What is a bass, and what does it do?

April 16, 2019

Hello friends,

 

Time for this week's "Blake's Blog" post.  I like this format.  Unlike on Facebook, here I can say what I need to say without goofy comments being posted in response.   Ah, yes. Today's post may come across to some as 'sour grapes' but that's not where I'm coming from.  I want to follow-up on something I mentioned in my last blog post, a serious topic regarding the bass, my vocation and the Musical Arts.

 

In my last post I made a reference to the fact that most people don't know what a bass is. I am not making that up, why would I?  That statement is based on multiple experiences and conversations I've had with people over my career.  I'd bet (and win) any amount of money that if you took an exit poll at tonight's Nuggets' game that the vast majority of people wouldn't be able to identify the bass.  Even if you showed them an electric bass and a double bass, most people still wouldn't know what they were.  The majority of people think the double bass is a cello, and that the electric bass is simply a 'guitar'. Don't get me wrong, I'm not complaining here but rather just conveying the simple truth. Trust me, I enjoy receiving a compliment for my "cello playing" when I perform on double bass. I also find amusement in the frequent occurrences when people ask me why my guitar only has 5 strings.  Most of you reading this have known me for quite some time, and of course you know what a bass is.  Bless you and thank you!!!

 

It is clear though that most people only recognize the singer.  Proof can be found on television. 
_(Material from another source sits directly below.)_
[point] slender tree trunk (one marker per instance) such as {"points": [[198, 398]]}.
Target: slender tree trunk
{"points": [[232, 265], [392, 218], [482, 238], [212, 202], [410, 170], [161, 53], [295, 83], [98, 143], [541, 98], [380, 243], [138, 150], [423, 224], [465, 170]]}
American Idol, The Voice, The Sing-off...  There is no 'American Bassist' or "The Bass" nor will there ever be.  It is to laugh.  Furthermore, most everyone knows what a piano is, same with drums, trumpet, sax, flute, trombone, harp, you can see where I'm headed... The bass however is a total mystery to most folks, and so it is.  

 

Here are some cold, hard facts about the glorious yet misunderstood bass...

 

So many beloved titles have 'signature' bass parts that anchor the song.  "My Girl"  "Low Rider" 

"Another One Bites the Dust"  "Hysteria"  "I Wish" and too many others to list here.

Speaking of "I Wish", I wish that more people knew why the bass is important in music.  

 

Allow me to share these words of wisdom from some notable bassists... Bass icon Ray Brown stated:  "The note the bassist plays defines the composition." Superstar singer/songwriter and bassist Sting states: "It's not a chord until I play." The famous composer John Williams states: "When I'm writing a score I always start with the bass part, because everything else is dependent on that."  These guys are spot-on.  What they mean is that the other players providing chords can re-voice or substitute all manner of chordal ingredients, but the bass note defines the chord.  A piano player can play a chord consisting of C,E & G and depending on the bass note that could be a C major, an A minor, or a whole slew of other chords.  Sure, many bass parts are super-simple and therefore unimpressive to those who listen only with their eyes, but the sound and function matters to the rest of the band, believe me. Try sitting through a night of bluegrass, rock & roll, jazz, reggae or R&B without bass, you would wonder why it sounds so weird and so 'weak'. 

 

Next time you hear Elton John's "Rocket Man" listen to Dee Murray's wonderful bass part. It is mixed quite well with the bass right up-front.  Sir Elton surely knows what a bass is! And I'll bet that while a ton of people could tell you that Sir Paul McCartney was a singer for The Beatles,  they wouldn't know that he was the Beatles' bass player. Sir Paul states: "I'm quite proud to be a bass player." And so am I.

 

I feel better now that I've shared these morsels.  Love to you all!